A drunken man who’s been subjected to physical discomfort, denied
sex and humiliated by a woman makes a particularly dangerous mix,
Arrowroot reminded himself.
“I’m Karl Arrowroot,” he said, smiling. “I understand you’re a
Mr. Franklin?”
The other man said nothing, his eyes shifting suspiciously
between Arrowroot and Homans.
“I’m also the mayor of this town, Sir,” Arrowroot continued.
“Welcome to Heligaux, we’re glad to have you. Now, by the power vested
in me, I declare that Ms. Homans needs to refund whatever you paid her
for the services of the girl that tossed you in the drink.”
“Hea’s your deposit back,” Homans said without a moment’s
hesitation, pulling a wad of cash from a vent at the side of her gown.
“But really, Karl, I don’t know what you’re on about, considering what
your mothah used to do.”
“Second, here’s how this is gonna go,” Arrowroot said, smiling,
and he took off his glasses and peered carefully in turn into each
pair of eyes. “You’re going to forget that you ever spoke to that
girl, or attacked her, or got her help with taking that swim in the
river.
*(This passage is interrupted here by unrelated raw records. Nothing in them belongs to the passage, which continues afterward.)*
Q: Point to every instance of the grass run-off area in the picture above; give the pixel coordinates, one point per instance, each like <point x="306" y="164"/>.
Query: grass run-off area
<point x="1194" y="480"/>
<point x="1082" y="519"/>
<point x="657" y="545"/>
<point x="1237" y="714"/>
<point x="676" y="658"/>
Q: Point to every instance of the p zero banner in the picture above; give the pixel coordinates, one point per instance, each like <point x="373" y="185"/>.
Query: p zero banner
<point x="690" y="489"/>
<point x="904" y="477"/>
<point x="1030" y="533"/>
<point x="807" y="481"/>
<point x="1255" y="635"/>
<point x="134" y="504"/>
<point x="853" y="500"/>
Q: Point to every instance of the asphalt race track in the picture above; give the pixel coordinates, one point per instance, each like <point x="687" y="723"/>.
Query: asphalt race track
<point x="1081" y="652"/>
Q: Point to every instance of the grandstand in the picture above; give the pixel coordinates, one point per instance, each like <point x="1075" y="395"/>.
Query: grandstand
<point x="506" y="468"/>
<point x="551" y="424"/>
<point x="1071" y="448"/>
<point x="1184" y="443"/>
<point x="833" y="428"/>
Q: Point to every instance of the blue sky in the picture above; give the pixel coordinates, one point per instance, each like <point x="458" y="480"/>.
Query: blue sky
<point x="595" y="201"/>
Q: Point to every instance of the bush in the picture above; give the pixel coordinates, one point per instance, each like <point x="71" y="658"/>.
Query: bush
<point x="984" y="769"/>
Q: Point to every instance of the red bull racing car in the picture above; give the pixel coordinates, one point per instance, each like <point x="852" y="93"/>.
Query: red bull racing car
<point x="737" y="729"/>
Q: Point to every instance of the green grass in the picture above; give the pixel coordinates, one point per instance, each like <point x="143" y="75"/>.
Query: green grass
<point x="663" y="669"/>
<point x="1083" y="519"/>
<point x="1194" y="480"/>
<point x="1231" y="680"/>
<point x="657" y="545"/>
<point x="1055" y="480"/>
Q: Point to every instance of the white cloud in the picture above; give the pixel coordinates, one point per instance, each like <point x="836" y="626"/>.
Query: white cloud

Okay? And I’m going to forget that you tried to rape her, and
that you –“ he turned toward Homans “and that you did your best to
serve as an accessory to rape. You got all that?”
He was greeted with silence and angry stares, but he knew they
understood. “Now, if being charged with rape doesn’t scare you, that
girl should,” he said, and he turned to Mr. Franklin. “She shook you
like a dog shakes an old sock,” he said. “You’re damned lucky she
didn’t do worse than give you a bath.”
Arrowroot turned and strode into the hotel, his hand shaking
against the door as he pushed it open.